Now Silence visits me regularly, morning and evening, in the little corner of my room they call my Thakur Ghar, but I call a chat room. Its here I get to chat with Silence. She keeps explaining how love, patience, endurance, truth—all are manifestations of the Divine. The Divine we tend to search for, but cannot reach because of the haze created by the ‘sound and fury’ of life. Silence, I’m grateful to you, you let me get a glimpse of the truth! Oh Silence, don’t leave me, or I wont be able to get that glimpse again!

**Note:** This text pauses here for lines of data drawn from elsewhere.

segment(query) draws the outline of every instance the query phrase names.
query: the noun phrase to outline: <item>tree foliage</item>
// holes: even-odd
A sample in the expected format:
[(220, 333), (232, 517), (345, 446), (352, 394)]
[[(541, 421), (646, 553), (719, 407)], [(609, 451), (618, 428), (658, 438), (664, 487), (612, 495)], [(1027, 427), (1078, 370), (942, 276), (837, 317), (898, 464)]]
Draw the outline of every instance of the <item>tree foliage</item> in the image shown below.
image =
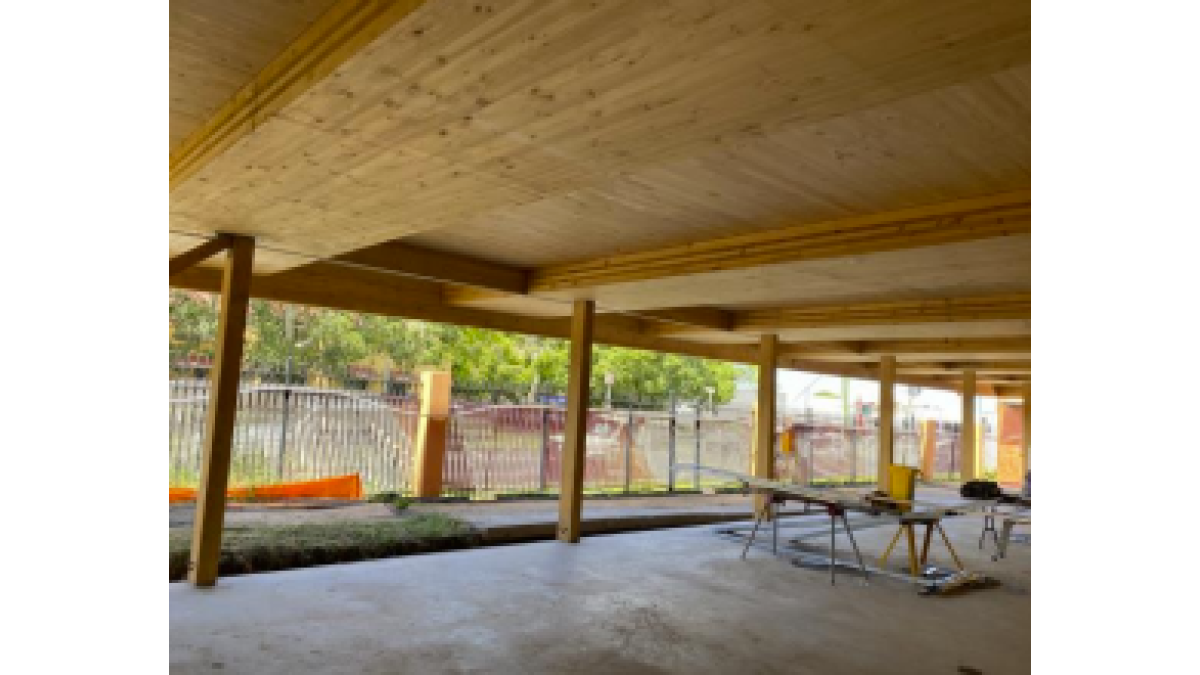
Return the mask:
[[(173, 358), (212, 356), (217, 306), (211, 295), (172, 291), (170, 319)], [(289, 354), (295, 368), (335, 380), (349, 368), (388, 376), (433, 366), (449, 368), (456, 382), (527, 392), (531, 399), (565, 389), (570, 358), (565, 340), (251, 301), (246, 362), (281, 370)], [(730, 363), (606, 345), (597, 345), (592, 358), (596, 400), (603, 399), (611, 374), (616, 400), (707, 403), (712, 387), (713, 400), (724, 403), (743, 371)]]

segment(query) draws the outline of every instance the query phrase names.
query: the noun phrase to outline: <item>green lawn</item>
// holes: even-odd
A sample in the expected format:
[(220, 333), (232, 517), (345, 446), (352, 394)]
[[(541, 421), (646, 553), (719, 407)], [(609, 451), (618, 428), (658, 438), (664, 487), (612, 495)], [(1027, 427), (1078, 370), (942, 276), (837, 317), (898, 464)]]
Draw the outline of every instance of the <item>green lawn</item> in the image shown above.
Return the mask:
[[(170, 530), (171, 581), (187, 576), (191, 529)], [(440, 513), (378, 521), (233, 526), (221, 543), (220, 573), (247, 574), (464, 548), (476, 543), (468, 524)]]

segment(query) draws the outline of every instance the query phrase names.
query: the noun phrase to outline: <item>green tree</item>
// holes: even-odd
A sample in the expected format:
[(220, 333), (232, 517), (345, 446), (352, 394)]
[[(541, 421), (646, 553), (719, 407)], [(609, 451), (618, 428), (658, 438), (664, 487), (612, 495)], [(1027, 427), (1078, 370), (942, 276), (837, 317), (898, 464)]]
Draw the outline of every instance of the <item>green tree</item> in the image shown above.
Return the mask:
[[(214, 296), (172, 291), (172, 352), (211, 356), (216, 320)], [(570, 361), (569, 345), (561, 339), (253, 300), (246, 330), (247, 363), (281, 369), (289, 351), (296, 372), (306, 369), (335, 382), (354, 365), (380, 376), (437, 366), (450, 368), (460, 385), (507, 390), (524, 400), (533, 400), (539, 391), (565, 390)], [(714, 400), (724, 403), (733, 398), (744, 372), (729, 363), (597, 345), (592, 398), (603, 400), (604, 377), (612, 373), (618, 401), (665, 404), (673, 397), (704, 404), (707, 388), (713, 387)]]
[(171, 291), (170, 351), (179, 354), (213, 356), (217, 334), (216, 299), (205, 293)]
[(716, 403), (730, 401), (737, 389), (738, 369), (731, 363), (694, 356), (600, 347), (592, 366), (592, 397), (603, 397), (604, 378), (613, 375), (614, 398), (639, 401), (706, 404), (708, 387), (715, 389)]
[(370, 354), (358, 319), (349, 312), (309, 310), (304, 314), (304, 334), (295, 348), (296, 362), (329, 378), (338, 378), (347, 366)]

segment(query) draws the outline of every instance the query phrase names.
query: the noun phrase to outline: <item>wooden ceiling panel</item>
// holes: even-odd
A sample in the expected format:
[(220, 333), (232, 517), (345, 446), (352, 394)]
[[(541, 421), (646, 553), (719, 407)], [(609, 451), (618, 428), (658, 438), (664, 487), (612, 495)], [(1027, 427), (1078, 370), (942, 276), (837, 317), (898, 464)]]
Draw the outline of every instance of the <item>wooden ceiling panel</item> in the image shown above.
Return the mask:
[(1031, 238), (767, 265), (614, 284), (553, 297), (594, 298), (623, 310), (716, 306), (751, 309), (816, 302), (921, 299), (1028, 292)]
[[(831, 148), (858, 147), (847, 134), (862, 120), (840, 130), (839, 117), (884, 115), (892, 102), (986, 80), (1027, 63), (1028, 47), (1028, 7), (1016, 3), (434, 0), (176, 187), (172, 211), (203, 231), (253, 234), (319, 255), (415, 232), (490, 230), (490, 239), (473, 240), (483, 250), (456, 249), (449, 240), (420, 243), (526, 265), (586, 255), (606, 237), (619, 249), (693, 227), (718, 231), (744, 226), (748, 217), (792, 217), (804, 208), (861, 213), (974, 196), (985, 186), (1023, 187), (1019, 152), (1004, 162), (989, 158), (987, 170), (961, 162), (922, 179), (902, 161), (889, 165), (884, 154), (916, 152), (903, 146), (904, 133), (881, 132), (887, 143), (862, 141), (880, 149), (878, 160), (861, 149), (850, 157)], [(988, 125), (985, 114), (943, 104), (926, 101), (946, 115), (941, 123), (954, 125), (956, 114), (969, 118), (959, 140), (978, 135), (972, 125)], [(932, 117), (912, 105), (899, 113), (902, 122), (930, 128)], [(801, 130), (824, 123), (834, 127), (823, 133), (838, 140), (813, 151), (829, 156), (814, 155), (809, 183), (771, 173), (767, 167), (802, 164), (797, 153), (816, 144)], [(988, 146), (1003, 145), (992, 142), (1002, 136), (995, 127)], [(737, 169), (742, 180), (717, 171), (736, 164), (730, 153), (753, 155), (773, 145), (773, 156)], [(952, 165), (947, 158), (974, 148), (956, 145), (931, 156)], [(695, 175), (652, 171), (691, 157), (702, 158)], [(642, 171), (648, 177), (640, 178)], [(833, 187), (865, 184), (863, 176), (881, 187)], [(614, 180), (640, 182), (642, 191), (608, 196), (605, 186)], [(682, 193), (689, 184), (687, 199), (712, 199), (698, 186), (712, 182), (706, 188), (722, 195), (722, 181), (729, 183), (728, 203), (653, 207), (660, 192)], [(543, 201), (551, 202), (546, 212), (531, 206)], [(522, 213), (525, 207), (534, 211)], [(572, 210), (581, 219), (543, 217)], [(647, 210), (650, 217), (629, 224), (621, 217)], [(659, 234), (643, 241), (637, 232)]]
[(249, 82), (334, 0), (171, 0), (170, 148)]
[(732, 135), (698, 155), (414, 241), (555, 265), (1025, 189), (1028, 77), (1025, 65), (817, 123)]

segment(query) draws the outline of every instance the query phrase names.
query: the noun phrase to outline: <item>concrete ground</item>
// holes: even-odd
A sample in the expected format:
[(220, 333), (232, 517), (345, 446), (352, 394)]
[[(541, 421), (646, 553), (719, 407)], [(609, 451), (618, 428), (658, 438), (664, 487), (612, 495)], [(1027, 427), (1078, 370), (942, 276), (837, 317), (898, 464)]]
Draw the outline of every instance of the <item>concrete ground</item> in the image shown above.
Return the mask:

Last night I met her again, at a very unusual place, at an International Airport, at the strike of midnight. Lots of people, lots of colours, lots of religions, all walking through their own tracks, with no commotion, no conflicts & no controversies. At that late hour one thing was common to all that was weariness. So a faint smile or a gesture of accommodation was the only communication between the transit passengers. Here again, the world met together, but there was no scourge, no sting, no scoff. Silence, you were standing there, in the midst of all, with a gleaming smile, at that wee hour!

But then, why didn’t you speak on that fated day, Silence? You know we all need you, only that most of us aren’t quite acquainted with you. Why didn’t you come forward to put the fire out? Poor thing, you are such a shy and sensitive person, you withdraw from all commotion. And who ever lends an ear to the beautiful music of Silence?